Many hydrocarbon bearing formations contain relatively thin zones of sands (with porosity development and hydrocarbon saturation) separated by shale streaks. The thin zones contain in addition to quartz and feldspar minerals, varying percentages of less than two micron in diameter clay minerals which partially accounts for the natural low permeability because the clay-sized minerals tend to block flow channels. For example, the natural permeability of such "tight" formations may be less than one millidarcy and the porosity may be less than 10%. In order to produce hydrocarbons from such rocks it is desirable to propagate vertical and or horizontal fractures to interconnect the thin zones of sand and some cases to extend the fractures as far as 4000 feet on either side of the well bore. One such method of creating artificial fissures and thereby increasing the pore space and permeability is known as hydraulic fracturing stimulation. Such a stimulation involves injecting a fluid under pressure down a well bore and into a hydrocarbon bearing formation in order to overcome native rock stress and to cause material failure (fracture) of the porous media. Many such stimulation attempts have been unsuccessful because the clay sized components are pushed to the furthermost extremities of the artificial fissures and upon placing the well on production, the clays attempt to migrate to the well bore and eventually become restricted damaging permeability and well productivity. In addition to migration, clays existing within the reservoir rock may adsorb water or other fluids and expand to block flow channels. Because of the abundance of clay-sized particles in many "tight" reservoirs, adequate clay control is a foremost consideration in selecting a fluid for use in stimulation treatments.
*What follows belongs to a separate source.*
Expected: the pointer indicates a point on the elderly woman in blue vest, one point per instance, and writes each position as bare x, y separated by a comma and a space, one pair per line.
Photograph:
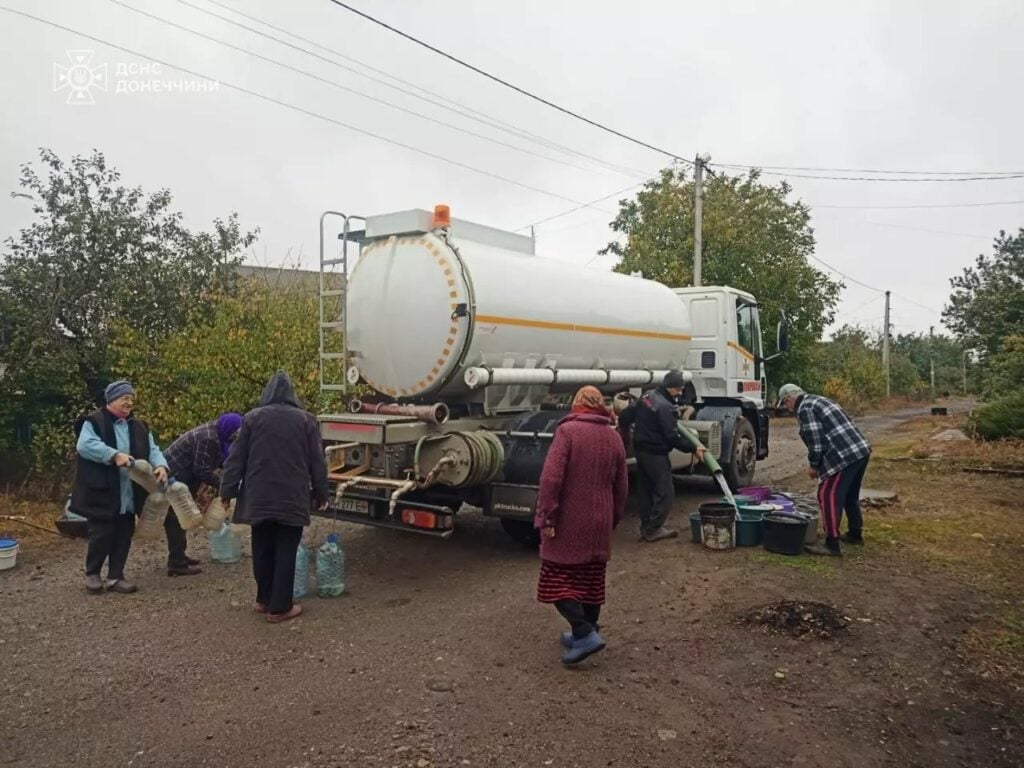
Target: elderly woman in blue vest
109, 440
Reservoir rocks younger in age than Cretaceous are commonly unconsolidated or semiconsolidated. Improper well completion or production techniques frequently result in damage to the intergranular clay components which serve as lithifying agents. Such clay damage creates stress in the rock and causes it to become incompetent around the well bore. Movement of large sand sized particles and rearrangement of the pore geometry causes serious reductions in permeability. Acid treatment to dissolve clays usually results in further intrusion of clay sized particles ("formation fines") and even greater reductions in permeability. Furthermore, regular mud acid (i.e. a mixture of hydrochloric and hydrofluoric) can dissolve clays only within a few inches of the well bore. A method of formation control through permeability maintenance and clay control as taught in this inventive method is needed in conjunction with acid stimulation of many reservoir rocks.
Although the inventive method is useful in maintaining the permeability of porous rocks in general, it is particularly applicable to and thus will be primarily described in connection with the improvement of hydrocarbon recovery through the stabilization and the maintenance of the permeability of porous rocks encountered in the production of oil and gas.